Pour de nombreux leaders aborigènes, la crise à laquelle l'Australie est confrontée révèle l'échec d'une gestion des terres aveugle.
..... Membre des Bundjalungs, gardiens originels de la zone côtière septentrionale de la Nouvelle-Galles du Sud, Oliver Costello lâche, non sans amertume: «Cela fait un moment que nous répétons aux gens que de grands incendies arrivent. Personne ne nous a écoutés.» Les populations aborigènes, premiers êtres humains connus à avoir peuplé la partie continentale de l'Australie, ont appris à gérer et calmer les risques de méga-feux grâce à une connaissance spécifique des écosystèmes locaux et à des brûlis raisonnés et soigneusement contrôlés.
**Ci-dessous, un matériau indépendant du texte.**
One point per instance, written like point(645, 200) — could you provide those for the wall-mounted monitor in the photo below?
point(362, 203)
«Avant la colonisation, les tribus suivaient la loi de la terre en gérant les relations des plantes et des animaux locaux, qui ont leur propre identité et leurs propres comportements, avec le feu. Lorsque vous brûlez de la bonne façon, vous obtenez les bons animaux, les bonnes plantes et les bonnes personnes aux bons endroits. Lorsque vous brûlez mal, vous perturbez ces relations», expose Oliver Costello, à la tête de Firesticks, une organisation qui s'assure de la conservation des pratiques autochtones de gestion des incendies et des terres.
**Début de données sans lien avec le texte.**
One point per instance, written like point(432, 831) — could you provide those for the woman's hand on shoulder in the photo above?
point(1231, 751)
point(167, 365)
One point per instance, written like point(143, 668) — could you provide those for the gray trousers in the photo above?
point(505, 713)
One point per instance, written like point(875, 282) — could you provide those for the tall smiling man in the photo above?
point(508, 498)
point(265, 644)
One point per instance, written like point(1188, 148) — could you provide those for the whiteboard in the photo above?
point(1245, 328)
..... Contrairement aux techniques occidentales, le brûlage culturel adopte une approche holistique synchronisée avec les saisons, les durées de gestation des animaux, les période de semis et de plantation. Les Occidentaux appellent cela un «écosystème»; les Aborigènes utilisent le mot «parenté». Il s'agit d'un système complexe qui détermine la façon dont les êtres vivants interagissent entre eux et leurs rôles, responsabilités et obligations les uns par rapport aux autres et avec la terre.
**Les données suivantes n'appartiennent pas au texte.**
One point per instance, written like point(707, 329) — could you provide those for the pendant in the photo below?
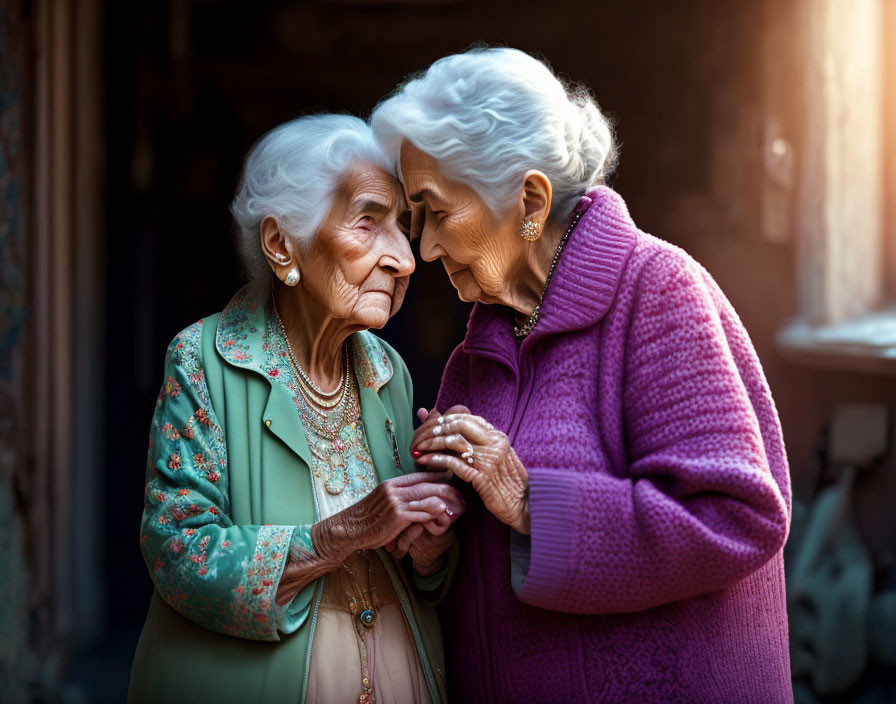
point(390, 429)
point(338, 479)
point(367, 618)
Des techniques occidentales moins efficaces
La déstructuration des anciennes pratiques de gestion a rendu la végétation plus inflammable et les populations plus vulnérables. En 1990 déjà, le chercheur Phil Cheney, membre du Commonwealth Scientific and Industrial Research Organisation (CSIRO) publiait un article scientifique sur la gestion actuelles des feux de forêt en Australie: «Comme les forêts qui n'étaient aménagées par les services forestiers que depuis vingt ans sont confiées aux services de gestion des parcs qui ont peu d'expérience de gestion du feu, la possibilité apparaît de voir dans l'avenir les grands incendies plus fréquents et probablement plus destructeurs. Le public, au sens large, est privé des compétences de la gestion du feu qui ont été acquises soigneusement et péniblement depuis plus de cent ans.»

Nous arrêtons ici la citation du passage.